The thought of being with Nakoa so soon made Maria’s heart leap with joy. Near him death would be gone, and all fears would be nothing.

“You are glad for this?” Natosin asked.

Maria turned away, embarrassed.

“You are eager for my son,” he said.

Maria felt her face redden.

“Pleasure from mating should not bring shame,” Natosin said.

Maria looked aghast. “I had not thought -” she said, and stopped. Dear God, why hadn’t she realized? He had changed his mind, and in sending for her to sleep with her, didn’t intend to keep her now! Maria’s eyes filled with tears. “He said he would not trade me! He said I was to be his second wife! Natosin—Natosin—” She stopped, not knowing what to say.

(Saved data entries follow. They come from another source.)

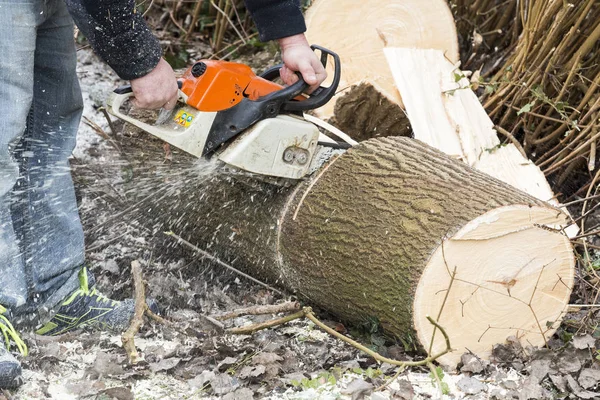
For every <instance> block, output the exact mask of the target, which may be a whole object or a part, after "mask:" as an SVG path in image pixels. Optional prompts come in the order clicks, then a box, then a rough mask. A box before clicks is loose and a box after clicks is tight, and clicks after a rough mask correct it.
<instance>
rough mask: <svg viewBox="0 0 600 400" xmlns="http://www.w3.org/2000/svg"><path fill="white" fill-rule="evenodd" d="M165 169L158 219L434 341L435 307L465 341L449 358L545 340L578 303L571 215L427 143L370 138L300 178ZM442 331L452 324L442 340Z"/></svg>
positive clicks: (163, 221)
mask: <svg viewBox="0 0 600 400" xmlns="http://www.w3.org/2000/svg"><path fill="white" fill-rule="evenodd" d="M158 158H160V156H158ZM142 167H144V166H143V165H142ZM162 168H165V171H164V173H160V171H157V172H155V173H152V174H150V175H149V176H150V178H149V179H157V182H158V183H157V186H152V189H151V190H152V191H153V193H155V196H154V197H152V200H151V201H148V202H147V204H144V205H142V206H140V207H139V209H140V210H141V212H145V213H147V214H146V217H147V218H148V219H149V221H148V223H149V224H152V225H153V226H154V228H155V229H159V230H172V231H173V232H175V233H177V234H179V235H180V236H182V237H184V238H186V239H188V240H189V241H190V242H192V243H194V244H195V245H197V246H198V247H200V248H202V249H204V250H207V251H208V252H210V253H212V254H214V255H215V256H218V257H219V258H220V259H222V260H224V261H226V262H228V263H231V264H232V265H233V266H235V267H236V268H239V269H242V270H244V271H245V272H247V273H249V274H251V275H252V276H255V277H257V278H261V279H263V280H265V281H267V282H268V283H270V284H273V285H279V286H282V287H284V288H287V289H288V290H290V291H292V292H295V293H296V294H297V295H298V296H299V297H300V298H302V299H303V300H304V301H306V302H308V304H310V305H313V306H318V307H321V308H323V309H325V310H328V311H329V312H331V313H333V314H335V315H337V316H338V317H339V318H340V319H341V320H343V321H345V322H349V323H354V324H363V323H365V322H368V321H371V322H372V321H378V323H379V324H380V325H381V327H382V328H383V329H384V330H385V332H387V333H388V334H389V335H393V336H396V337H399V338H402V339H403V340H408V341H411V340H412V341H413V342H417V343H419V344H420V346H421V347H422V348H423V349H425V350H429V348H430V345H431V342H432V336H433V330H432V328H433V327H432V326H431V325H430V324H429V323H428V322H427V320H426V317H427V316H428V315H430V316H431V317H433V318H434V319H436V320H438V321H439V323H440V324H441V325H442V326H443V327H444V328H445V329H446V330H447V332H448V334H449V336H450V339H451V342H452V346H453V347H454V348H455V349H456V351H455V352H453V353H451V354H448V355H446V356H444V357H443V358H442V359H441V360H439V361H440V362H441V363H443V364H445V365H448V366H455V365H456V363H457V362H458V361H459V359H460V356H461V354H462V353H464V352H465V351H467V349H468V350H470V351H473V352H474V353H475V354H477V355H478V356H480V357H483V358H487V357H488V356H489V354H490V351H491V348H492V345H494V344H496V343H501V342H504V340H505V339H506V338H507V337H508V336H511V335H516V336H517V337H519V338H520V339H521V340H523V341H524V342H526V343H530V344H532V345H543V344H544V342H545V340H546V338H548V337H550V336H551V335H552V334H553V332H554V331H555V330H556V328H557V327H558V325H559V321H560V319H561V316H562V313H563V311H564V310H565V309H566V306H567V302H568V300H569V295H570V292H571V287H572V283H573V276H574V257H573V251H572V248H571V244H570V241H569V239H568V238H567V237H565V236H564V235H563V234H562V233H561V232H560V231H559V230H557V228H559V227H560V226H561V224H563V223H564V222H565V215H564V214H563V213H562V212H561V211H560V210H557V209H556V208H554V207H552V206H550V205H548V204H547V203H544V202H542V201H540V200H538V199H536V198H534V197H532V196H530V195H527V194H525V193H523V192H521V191H518V190H516V189H515V188H513V187H511V186H509V185H506V184H504V183H502V182H500V181H498V180H496V179H494V178H491V177H489V176H488V175H485V174H482V173H480V172H478V171H476V170H474V169H471V168H470V167H468V166H467V165H465V164H463V163H461V162H459V161H457V160H455V159H452V158H451V157H448V156H446V155H445V154H443V153H441V152H439V151H437V150H435V149H433V148H431V147H429V146H427V145H425V144H422V143H421V142H419V141H416V140H411V139H407V138H399V137H390V138H384V139H371V140H368V141H366V142H363V143H361V144H359V145H357V146H356V147H354V148H352V149H350V150H349V151H347V152H346V153H344V154H343V155H341V156H339V157H338V158H335V159H333V160H332V161H330V162H329V163H328V164H326V165H325V166H324V167H323V168H322V169H321V170H320V171H318V172H316V173H315V174H314V176H313V177H312V178H311V179H310V180H307V181H304V182H301V183H299V184H297V185H296V186H292V187H288V188H278V187H273V186H269V185H265V184H260V183H256V181H252V180H247V179H248V178H244V177H239V178H238V177H236V176H235V175H234V176H231V175H226V174H225V175H224V174H217V175H210V174H204V173H202V171H201V170H196V171H194V170H189V171H186V172H185V178H183V177H181V178H180V179H174V178H173V174H174V172H173V171H169V170H168V167H166V166H163V167H162ZM195 174H196V175H197V177H196V178H195V177H194V175H195ZM165 179H169V180H171V183H169V184H167V185H165V183H164V182H163V180H165ZM148 183H149V184H150V183H151V181H148ZM149 189H150V187H149ZM138 195H139V196H146V195H147V192H146V193H142V192H140V193H138ZM157 219H161V220H162V226H160V225H156V221H157ZM454 271H456V272H454ZM454 274H455V275H454ZM453 275H454V280H453V281H452V279H451V277H452V276H453ZM451 282H452V284H451ZM449 288H450V290H449V292H448V289H449ZM446 297H447V299H446V300H445V301H444V299H445V298H446ZM441 341H442V337H441V335H440V334H439V332H438V333H437V334H436V336H435V339H434V341H433V348H434V349H436V350H439V346H440V345H441Z"/></svg>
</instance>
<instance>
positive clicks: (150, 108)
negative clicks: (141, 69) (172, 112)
mask: <svg viewBox="0 0 600 400" xmlns="http://www.w3.org/2000/svg"><path fill="white" fill-rule="evenodd" d="M131 89H132V90H133V96H134V99H133V100H132V103H133V105H134V106H135V107H137V108H147V109H152V110H154V109H158V108H164V109H167V110H170V109H172V108H173V107H175V105H176V104H177V78H176V77H175V73H174V72H173V69H172V68H171V66H170V65H169V63H168V62H166V61H165V60H164V59H162V58H161V59H160V61H159V62H158V65H157V66H156V67H155V68H154V69H153V70H152V71H150V73H149V74H147V75H144V76H142V77H141V78H136V79H133V80H132V81H131Z"/></svg>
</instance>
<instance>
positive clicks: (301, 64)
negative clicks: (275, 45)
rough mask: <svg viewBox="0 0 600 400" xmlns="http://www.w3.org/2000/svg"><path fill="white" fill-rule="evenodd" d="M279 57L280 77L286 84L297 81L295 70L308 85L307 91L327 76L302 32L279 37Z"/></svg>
mask: <svg viewBox="0 0 600 400" xmlns="http://www.w3.org/2000/svg"><path fill="white" fill-rule="evenodd" d="M278 41H279V46H280V47H281V58H282V60H283V64H284V66H283V67H282V68H281V70H280V72H279V73H280V75H281V79H282V80H283V81H284V82H285V84H286V85H291V84H293V83H295V82H297V81H298V76H297V75H296V72H300V73H301V74H302V78H303V79H304V81H305V82H306V83H308V84H309V85H310V89H309V90H308V93H310V92H312V91H313V90H315V89H316V88H318V87H319V85H320V84H321V83H322V82H323V81H324V80H325V78H327V72H325V68H323V65H322V64H321V61H319V58H318V57H317V55H316V54H315V52H314V51H312V49H311V48H310V45H309V44H308V41H307V40H306V36H304V34H303V33H301V34H299V35H294V36H289V37H286V38H283V39H279V40H278Z"/></svg>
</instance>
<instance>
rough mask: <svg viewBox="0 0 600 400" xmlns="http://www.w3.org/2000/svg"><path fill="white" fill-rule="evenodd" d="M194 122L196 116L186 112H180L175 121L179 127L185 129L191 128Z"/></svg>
mask: <svg viewBox="0 0 600 400" xmlns="http://www.w3.org/2000/svg"><path fill="white" fill-rule="evenodd" d="M193 120H194V116H193V115H191V114H188V113H187V112H186V111H185V110H179V112H178V113H177V114H176V115H175V118H174V119H173V121H175V122H177V124H178V125H181V126H183V127H185V128H187V127H188V126H190V124H191V123H192V121H193Z"/></svg>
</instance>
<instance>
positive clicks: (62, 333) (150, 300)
mask: <svg viewBox="0 0 600 400" xmlns="http://www.w3.org/2000/svg"><path fill="white" fill-rule="evenodd" d="M79 283H80V287H79V289H77V290H76V291H74V292H73V293H72V294H71V295H70V296H68V297H67V298H66V299H65V300H64V301H63V302H62V304H61V306H60V308H59V309H58V312H57V313H56V315H55V316H54V317H52V319H51V320H50V321H49V322H48V323H47V324H46V325H44V326H42V327H41V328H39V329H38V330H37V331H36V333H37V334H38V335H46V336H56V335H61V334H63V333H66V332H69V331H72V330H74V329H80V328H91V329H95V330H103V331H110V332H114V333H121V332H123V331H124V330H126V329H127V328H128V327H129V323H130V321H131V318H132V317H133V314H134V311H135V301H134V300H133V299H127V300H124V301H117V300H111V299H109V298H107V297H106V296H104V295H102V294H101V293H100V292H98V291H97V290H96V288H93V289H91V290H90V288H89V285H88V273H87V269H86V268H85V267H84V268H82V269H81V271H80V272H79ZM147 302H148V307H149V308H150V310H152V311H153V312H155V313H158V306H157V305H156V302H155V301H153V300H147Z"/></svg>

“My son must walk in his own way. I cannot stop him from taking you or leaving you, my daughter.”

“How could he want me this way?”

“You want him in the same way.”

“I could not bear the shame of it!”

“You feel shame, because it can be harder to accept what we want than what we don’t want!”

“No! No!” Maria said. “I will not be traded to every man in this village!”

“I believe your words,” Natosin said.

“Oh,” Maria said in despair. “Dear God, have I not suffered enough?”

“Pain cannot be measured, and pain is the mother of joy. Let my son know you before Nitanna comes to be his wife.”

“To you—and to Nakoa—I am nothing! I am nothing!”

“I have called you daughter,” he said quietly, and left her alone.

Stricken, Maria looked numbly around her. Riders were going toward the burial grounds, their women and children following to wait silently for them from the other side of the river. She did not care that the widow of Kominakus had begun her wailing, and was probably slashing herself and mutilating her flesh in her suffering. When the wounds of the flesh finally healed, the heart would still be left bleeding; once despair came it revisited boldly, no longer a stranger. They would burn Kominakus’s lodge, and bury him in the trees too. Then maybe he could take his skinning knife and scare off Sokskinnie! No, being a man, he would take her instead. Rage flamed within Maria; hatred for Nakoa possessed her. Going back into the lodge, she flung herself upon her couch. The world was depraved and provided food only for maggots. The sun warmed stench, and all moonlight was a deception. Waters purified nothing and just carried their own pollution around and around in endless circles.

And, dear God, in her terror she thought she was going to Nakoa’s strength.

Every sunrise ended in bloody sunset, and she would never know a spring rain again.

Atsitsi came into the lodge. “It dark soon!” she screamed. “Why no by-damn fire?”

“Build one yourself!” Maria said angrily.

Atsitsi rapidly built a fire, and almost frantic, laced the doorflap closed. “Big Maria stay inside tonight,” she said. “Already talk to Sokskinnie!”

Maria moaned.

“Why you scream big head off when you find Kominakus? Why you want anyone to come and help big Maria? Why not sit on holy ass and hold Kominakus’s hand?”

Maria didn’t answer.

“’Cause full of four selves so damned scared! Scared now, too! Now big Maria think Sokskinnie death cry not so silly!”

“I’m not going to talk to you.”

“Who care? Who care what you do?” Atsitsi began to eat.

The medicine drum began to beat again. Nervously, Maria ate too, finally casting her half-filled bowl down in agitation. “Why is that drum beating? There was no cry today!”

“There was yours.”

“No one is supposed to die!”

“You mean you safe cause no new death cry? Ha! Where Sokskinnie, sweet Maria?”

“In the burial grounds!”

Atsitsi grinned evilly. “Mutsik and Knatsomita warriors search grounds—all over. Sokskinnie gone! Burial platform empty!”

“That doesn’t mean?”

“She leave tracks! Heel fringe and toe from her moccasins! She walk in grounds. Laugh at that, big Maria!”

“I am not laughing,” Maria said. “But if she walks in the grounds, she is not dead!”

“I take care of Sokskinnie when she die!” Atsitsi said in a rage. “I see her die! I with her when medicine drum stop beating! She die—and she alive—once more!”